В такие моменты Неподражаемый Наблюдатель, обычно раздувающийся от гордости, стремящийся показать каждому встречному письмо с комплиментами англичанина, сам понять не может, что его переполняет: восхищение Гением или же бешенство и презрение при констатации таких очевидных просчетов. Ах! Если бы тот прожил чуть дольше, какие бы письма Антельм ему написал: страстные, гневные, полные рвения, с которым ученик переубеждает учителя, и торжества, если вдруг это удается!
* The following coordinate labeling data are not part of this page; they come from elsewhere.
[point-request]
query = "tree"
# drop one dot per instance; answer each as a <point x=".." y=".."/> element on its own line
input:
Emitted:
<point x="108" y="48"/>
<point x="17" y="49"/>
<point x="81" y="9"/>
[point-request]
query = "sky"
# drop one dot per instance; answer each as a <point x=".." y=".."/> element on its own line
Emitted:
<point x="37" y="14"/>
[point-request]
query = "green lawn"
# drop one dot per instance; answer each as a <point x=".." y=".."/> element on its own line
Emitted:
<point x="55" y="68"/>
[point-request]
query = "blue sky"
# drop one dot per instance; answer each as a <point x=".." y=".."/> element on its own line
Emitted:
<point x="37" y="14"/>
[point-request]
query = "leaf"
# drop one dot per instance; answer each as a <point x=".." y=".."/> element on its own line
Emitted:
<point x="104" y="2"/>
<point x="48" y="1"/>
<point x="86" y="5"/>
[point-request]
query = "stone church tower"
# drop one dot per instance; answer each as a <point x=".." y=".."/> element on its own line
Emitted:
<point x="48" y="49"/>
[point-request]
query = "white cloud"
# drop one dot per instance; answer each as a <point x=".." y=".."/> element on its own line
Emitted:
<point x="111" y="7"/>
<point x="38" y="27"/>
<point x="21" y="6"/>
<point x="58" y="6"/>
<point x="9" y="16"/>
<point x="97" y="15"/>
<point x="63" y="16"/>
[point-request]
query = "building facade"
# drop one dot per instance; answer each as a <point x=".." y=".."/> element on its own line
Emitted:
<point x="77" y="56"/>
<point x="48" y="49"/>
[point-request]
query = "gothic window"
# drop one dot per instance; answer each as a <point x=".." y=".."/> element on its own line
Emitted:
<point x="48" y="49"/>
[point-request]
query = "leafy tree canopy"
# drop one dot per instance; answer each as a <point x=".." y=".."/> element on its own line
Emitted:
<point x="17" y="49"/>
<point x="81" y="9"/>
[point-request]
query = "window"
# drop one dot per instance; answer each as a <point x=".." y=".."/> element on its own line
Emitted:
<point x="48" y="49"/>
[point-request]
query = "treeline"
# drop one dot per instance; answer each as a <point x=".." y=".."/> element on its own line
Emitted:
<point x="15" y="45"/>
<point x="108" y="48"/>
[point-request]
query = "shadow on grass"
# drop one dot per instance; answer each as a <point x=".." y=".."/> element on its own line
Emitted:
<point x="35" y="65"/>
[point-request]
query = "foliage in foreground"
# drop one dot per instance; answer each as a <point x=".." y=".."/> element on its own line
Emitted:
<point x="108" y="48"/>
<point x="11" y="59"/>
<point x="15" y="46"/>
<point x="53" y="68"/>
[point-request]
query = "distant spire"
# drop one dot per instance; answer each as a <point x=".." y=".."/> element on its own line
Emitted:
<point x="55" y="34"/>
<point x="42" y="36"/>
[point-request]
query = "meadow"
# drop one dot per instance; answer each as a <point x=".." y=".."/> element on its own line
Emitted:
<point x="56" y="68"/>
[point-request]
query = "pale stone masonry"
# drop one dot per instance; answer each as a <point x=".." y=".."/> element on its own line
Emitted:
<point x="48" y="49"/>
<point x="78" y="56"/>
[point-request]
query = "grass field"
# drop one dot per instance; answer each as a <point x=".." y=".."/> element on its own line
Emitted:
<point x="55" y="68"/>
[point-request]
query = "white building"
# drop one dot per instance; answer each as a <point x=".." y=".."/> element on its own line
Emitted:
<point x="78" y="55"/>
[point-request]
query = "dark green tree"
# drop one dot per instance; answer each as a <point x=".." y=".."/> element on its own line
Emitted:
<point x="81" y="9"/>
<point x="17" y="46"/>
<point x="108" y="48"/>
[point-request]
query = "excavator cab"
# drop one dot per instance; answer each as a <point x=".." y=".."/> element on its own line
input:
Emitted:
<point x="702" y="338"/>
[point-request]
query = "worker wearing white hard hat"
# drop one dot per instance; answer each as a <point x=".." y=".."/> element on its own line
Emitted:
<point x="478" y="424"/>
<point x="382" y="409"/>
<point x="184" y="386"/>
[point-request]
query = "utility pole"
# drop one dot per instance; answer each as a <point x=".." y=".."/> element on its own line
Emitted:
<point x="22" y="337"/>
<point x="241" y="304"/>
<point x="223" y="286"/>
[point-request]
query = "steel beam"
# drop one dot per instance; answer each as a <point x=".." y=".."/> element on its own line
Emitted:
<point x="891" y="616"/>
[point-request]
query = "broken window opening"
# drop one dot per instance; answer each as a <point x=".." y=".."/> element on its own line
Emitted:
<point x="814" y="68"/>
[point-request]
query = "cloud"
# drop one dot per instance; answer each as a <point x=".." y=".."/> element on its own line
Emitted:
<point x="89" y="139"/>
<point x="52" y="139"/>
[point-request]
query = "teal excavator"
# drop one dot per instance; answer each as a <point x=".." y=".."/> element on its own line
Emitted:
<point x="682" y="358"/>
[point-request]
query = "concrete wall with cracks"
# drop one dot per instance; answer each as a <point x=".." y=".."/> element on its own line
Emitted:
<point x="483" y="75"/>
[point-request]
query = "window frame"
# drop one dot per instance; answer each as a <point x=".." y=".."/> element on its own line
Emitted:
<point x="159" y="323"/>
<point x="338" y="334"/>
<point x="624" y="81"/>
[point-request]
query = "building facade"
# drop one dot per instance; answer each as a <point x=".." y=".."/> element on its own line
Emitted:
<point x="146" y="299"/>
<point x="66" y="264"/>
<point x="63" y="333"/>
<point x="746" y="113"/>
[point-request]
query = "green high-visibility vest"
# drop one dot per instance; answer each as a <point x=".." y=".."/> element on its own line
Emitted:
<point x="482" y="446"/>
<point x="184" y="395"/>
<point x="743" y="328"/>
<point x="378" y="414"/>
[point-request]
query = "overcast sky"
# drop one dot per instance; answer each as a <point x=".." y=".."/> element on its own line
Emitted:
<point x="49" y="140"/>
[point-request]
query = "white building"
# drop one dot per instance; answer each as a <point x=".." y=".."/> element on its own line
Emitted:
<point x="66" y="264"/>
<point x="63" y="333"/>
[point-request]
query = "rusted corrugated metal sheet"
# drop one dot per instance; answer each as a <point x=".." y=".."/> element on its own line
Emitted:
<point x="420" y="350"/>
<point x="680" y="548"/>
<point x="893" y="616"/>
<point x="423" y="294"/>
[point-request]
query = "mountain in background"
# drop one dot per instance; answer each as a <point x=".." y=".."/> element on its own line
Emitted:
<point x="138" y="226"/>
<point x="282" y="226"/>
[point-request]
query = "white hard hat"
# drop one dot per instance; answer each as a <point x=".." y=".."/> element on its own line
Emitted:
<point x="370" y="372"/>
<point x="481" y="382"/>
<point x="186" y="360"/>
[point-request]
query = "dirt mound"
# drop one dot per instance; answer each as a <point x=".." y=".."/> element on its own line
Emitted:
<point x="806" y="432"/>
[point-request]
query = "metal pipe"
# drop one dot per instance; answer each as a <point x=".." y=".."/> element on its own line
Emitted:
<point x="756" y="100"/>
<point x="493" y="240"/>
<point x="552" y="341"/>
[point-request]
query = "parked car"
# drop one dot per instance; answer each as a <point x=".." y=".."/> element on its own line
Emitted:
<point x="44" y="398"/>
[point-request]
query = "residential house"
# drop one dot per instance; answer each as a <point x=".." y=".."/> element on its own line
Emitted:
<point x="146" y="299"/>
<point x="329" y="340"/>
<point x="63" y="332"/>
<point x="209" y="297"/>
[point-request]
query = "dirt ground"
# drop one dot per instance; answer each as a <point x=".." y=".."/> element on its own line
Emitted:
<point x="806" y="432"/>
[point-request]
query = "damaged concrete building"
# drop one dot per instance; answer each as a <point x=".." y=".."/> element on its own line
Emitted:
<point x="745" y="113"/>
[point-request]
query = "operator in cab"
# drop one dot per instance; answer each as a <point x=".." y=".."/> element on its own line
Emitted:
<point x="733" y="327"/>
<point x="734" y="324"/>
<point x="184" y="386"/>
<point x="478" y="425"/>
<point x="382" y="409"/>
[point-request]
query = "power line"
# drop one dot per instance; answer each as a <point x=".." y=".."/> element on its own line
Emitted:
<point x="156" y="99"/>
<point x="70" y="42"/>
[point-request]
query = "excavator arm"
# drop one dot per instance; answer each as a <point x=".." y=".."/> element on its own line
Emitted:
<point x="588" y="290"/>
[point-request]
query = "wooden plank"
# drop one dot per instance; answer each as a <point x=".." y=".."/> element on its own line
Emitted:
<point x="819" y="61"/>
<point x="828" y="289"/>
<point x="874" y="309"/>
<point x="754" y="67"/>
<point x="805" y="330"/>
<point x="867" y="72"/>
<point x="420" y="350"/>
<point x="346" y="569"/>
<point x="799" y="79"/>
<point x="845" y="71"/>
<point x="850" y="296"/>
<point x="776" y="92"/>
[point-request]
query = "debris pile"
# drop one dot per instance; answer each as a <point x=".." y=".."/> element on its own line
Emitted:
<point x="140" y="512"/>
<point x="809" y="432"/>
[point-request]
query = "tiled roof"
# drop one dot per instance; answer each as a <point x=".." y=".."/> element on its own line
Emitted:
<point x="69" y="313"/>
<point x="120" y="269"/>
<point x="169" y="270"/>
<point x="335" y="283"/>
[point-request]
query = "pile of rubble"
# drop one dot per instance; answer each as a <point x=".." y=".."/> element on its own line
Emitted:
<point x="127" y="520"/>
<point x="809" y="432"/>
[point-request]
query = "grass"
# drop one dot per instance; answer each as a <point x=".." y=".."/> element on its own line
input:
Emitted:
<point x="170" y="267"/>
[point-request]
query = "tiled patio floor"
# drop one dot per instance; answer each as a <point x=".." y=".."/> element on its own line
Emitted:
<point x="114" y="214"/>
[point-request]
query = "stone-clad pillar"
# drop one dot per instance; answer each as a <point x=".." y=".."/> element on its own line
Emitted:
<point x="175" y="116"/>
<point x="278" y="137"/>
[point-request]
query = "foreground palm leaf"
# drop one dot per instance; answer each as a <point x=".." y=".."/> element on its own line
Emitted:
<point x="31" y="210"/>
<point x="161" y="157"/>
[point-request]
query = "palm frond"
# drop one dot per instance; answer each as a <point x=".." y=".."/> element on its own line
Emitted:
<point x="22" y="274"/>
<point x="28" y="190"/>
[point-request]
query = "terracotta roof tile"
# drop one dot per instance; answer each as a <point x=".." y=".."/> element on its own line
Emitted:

Ни Антельм, ни Дарвин не представляли, что такое гены, ДНК, случайности, способные потревожить эти комбинации и стать причинами прогресса. Они не знали об интимных механизмах, объясняющих примерно все на свете. Но Антельм думает в правильном направлении, он не ошибается: ученый обнаружил, что насекомое, полностью оторванное от своего потомства, как и от предков, неспособное к обучению, не может сделать выводы о каком бы то ни было опыте и будет проводить всю свою короткую жизнь за воспроизведением одних и тех же действий в течение тысячелетий. Однако разум Антельма, как и его наблюдения, заводит в ловушку. Что касается Дарвина, чьи рассуждения менее ясные, а опыты не такие длительные, то именно он пришел к правильному ответу. Дарвин привел человечество к торжеству разума, этой упрямой и суверенной интуиции. Куда бы Антельм ни направился, он всюду натыкается на этот разум, что его раздражает; тогда он предполагает, что существует некий творческий разум, чьи мотивы непонятны человеку.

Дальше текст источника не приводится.